Now, your Secular Outpost co-blogger and fellow atheist Jeffery Jay Lowder agrees with me that this is not in fact a good objection to arguments for a First Cause, because it attacks a straw man. Specifically, Lowder has said:

[N]o respectable theologian or theistic philosopher has ever made the claim, “everything has a cause.” Yet various new atheists have proceeded to attack that straw man of their own making. I remember, when reading The God Delusion by Richard Dawkins, where he attacked that straw man and cringing. There are many different cosmological arguments for God’s existence and none of them rely upon the stupid claim, “everything has a cause.”

You won’t find that mistake made by Quentin Smith, Graham Oppy, Paul Draper, or (if we add a theistic critic to the list) Wes Morriston.

End quote. Now it would seem that what Lowder calls a “mistake” is one that you, Keith Parsons, have made. But is Lowder wrong? If he is, please tell us exactly which theistic philosophers who defend First Cause arguments – Avicenna? Maimonides? Aquinas? Scotus? Leibniz? Clarke? Garrigou-Lagrange? Craig? — actually ever gave the argument Russell was attacking.

My response: In effect, I responded to this in a reply I made to Jeff. Let me quote that:

“What about Russell’s claim, to which Ed adverts, that (paraphrasing): “If everything has a cause, then God has a cause. On the other hand, if something can exist without a cause, then it might be the universe rather than God.” Does this attack a straw man? Well, as usual, it depends on how we read it. Is Russell charging that theists make the following argument?

If everything has a cause, then there has to exist something without a cause.

Everything has a cause.

Therefore, something (i.e. God) exists without a cause.

I think it is safe to say that you will not find such an argument outside of the paper of a “C” student in Phil. 101. The conclusion contradicts the second premise and the first premise is necessarily false since the antecedent contradicts the consequent. If Russell is caricaturing theistic philosophers as the authors of this or a similarly bad argument, he is indeed attacking a straw man.

Once again, however, I think that there is a good idea here that can be turned into a much more challenging argument. I would propose the following quasi-Russell argument

(QRA):

QRA: If everything has an explanation, then God has an explanation, or, if it is possible that something does not have an explanation, then the universe might be that unexplained “something.” Symbolically, I would represent this argument as follows:

[□(∀x)Hxe → □Hge] v [◊(∃x)~Hxe) → ◊(x = u)]

I think Ed would have no problem with the left disjunct and would argue that God has an explanation in the sense that he is self-explanatory.

I would opt for the right since I consider brute facts to be possible, and that the universe (or, rather, its primordial state or fundamental aspects) can be brutally factual.”

The problem here, of course, involves the word “cause” which even philosophers often use imprecisely.
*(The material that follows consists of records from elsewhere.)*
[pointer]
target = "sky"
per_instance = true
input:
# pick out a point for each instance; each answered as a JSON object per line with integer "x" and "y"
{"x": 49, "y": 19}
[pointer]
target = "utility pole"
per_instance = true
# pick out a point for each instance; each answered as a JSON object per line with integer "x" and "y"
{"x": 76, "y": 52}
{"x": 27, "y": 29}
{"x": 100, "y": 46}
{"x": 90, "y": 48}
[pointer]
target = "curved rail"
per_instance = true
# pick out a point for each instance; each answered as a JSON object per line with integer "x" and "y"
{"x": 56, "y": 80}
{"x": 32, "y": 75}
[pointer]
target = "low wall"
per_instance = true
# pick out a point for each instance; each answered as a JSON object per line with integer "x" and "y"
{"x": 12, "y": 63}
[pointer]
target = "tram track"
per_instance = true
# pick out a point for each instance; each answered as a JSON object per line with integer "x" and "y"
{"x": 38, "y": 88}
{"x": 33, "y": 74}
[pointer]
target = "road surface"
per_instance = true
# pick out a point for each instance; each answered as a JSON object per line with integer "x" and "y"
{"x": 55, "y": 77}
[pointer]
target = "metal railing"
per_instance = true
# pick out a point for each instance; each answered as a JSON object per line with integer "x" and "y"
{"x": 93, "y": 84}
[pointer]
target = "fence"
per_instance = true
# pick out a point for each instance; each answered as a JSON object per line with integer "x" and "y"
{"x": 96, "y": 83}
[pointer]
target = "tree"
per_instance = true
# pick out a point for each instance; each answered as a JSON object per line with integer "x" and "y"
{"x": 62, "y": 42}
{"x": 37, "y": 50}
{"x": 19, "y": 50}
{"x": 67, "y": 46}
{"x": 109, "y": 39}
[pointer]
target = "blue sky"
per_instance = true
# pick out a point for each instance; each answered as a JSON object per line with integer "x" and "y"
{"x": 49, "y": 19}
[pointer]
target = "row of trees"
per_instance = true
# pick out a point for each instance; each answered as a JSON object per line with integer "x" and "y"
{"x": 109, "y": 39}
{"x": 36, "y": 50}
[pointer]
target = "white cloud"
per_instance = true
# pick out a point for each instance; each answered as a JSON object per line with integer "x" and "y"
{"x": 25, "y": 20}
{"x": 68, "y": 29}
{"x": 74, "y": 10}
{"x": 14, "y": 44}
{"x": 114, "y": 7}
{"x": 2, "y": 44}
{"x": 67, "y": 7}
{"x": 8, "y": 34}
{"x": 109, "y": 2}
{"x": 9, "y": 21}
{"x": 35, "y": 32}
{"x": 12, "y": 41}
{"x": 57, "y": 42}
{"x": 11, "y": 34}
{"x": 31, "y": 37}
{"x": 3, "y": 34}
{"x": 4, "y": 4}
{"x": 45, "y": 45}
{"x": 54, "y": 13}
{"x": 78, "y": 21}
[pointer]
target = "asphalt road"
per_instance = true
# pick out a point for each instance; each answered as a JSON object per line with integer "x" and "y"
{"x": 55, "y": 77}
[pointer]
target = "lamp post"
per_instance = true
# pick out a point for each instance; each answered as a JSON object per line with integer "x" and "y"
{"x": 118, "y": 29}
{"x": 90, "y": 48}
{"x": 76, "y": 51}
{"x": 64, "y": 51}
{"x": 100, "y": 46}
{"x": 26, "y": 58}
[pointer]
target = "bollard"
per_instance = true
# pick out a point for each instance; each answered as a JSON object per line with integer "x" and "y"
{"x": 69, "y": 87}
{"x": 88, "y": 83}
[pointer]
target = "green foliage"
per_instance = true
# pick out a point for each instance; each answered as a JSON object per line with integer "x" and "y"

The notion of “cause” has also changed over the history of Western philosophy. Penelope Mackie gives a succinct statement of some of those changes in here essay “Causality” in the Oxford Companion to Philosophy:

“In modern philosophy (as in modern usage in general) the notion of cause is associated with the idea of something’s producing or bringing about something else (its effect); a relation sometimes called “efficient causation.” Historically, the term ‘cause’ has a broader sense, equivalent to ‘explanatory feature.’ This usage survives in the description of Aristotle as holding ‘the doctrine of the four causes.’ The members of Aristotle’s quartet, the material, formal, efficient, and final cause correspond to four kinds of explanation. But only the efficient cause is unproblematically a candidate for a cause that produces something distinct from itself.”

My hypothesis is that Russell, an author of two comprehensive histories of philosophy, was using “cause” in the broader, historical sense that was much closer to “explanation” than to “efficient cause.” This was certainly the sense I intended when I endorsed Russell’s comment. In that case, I don’t think Russell’s statement, or my endorsement, was quite the straw man Jeff decries!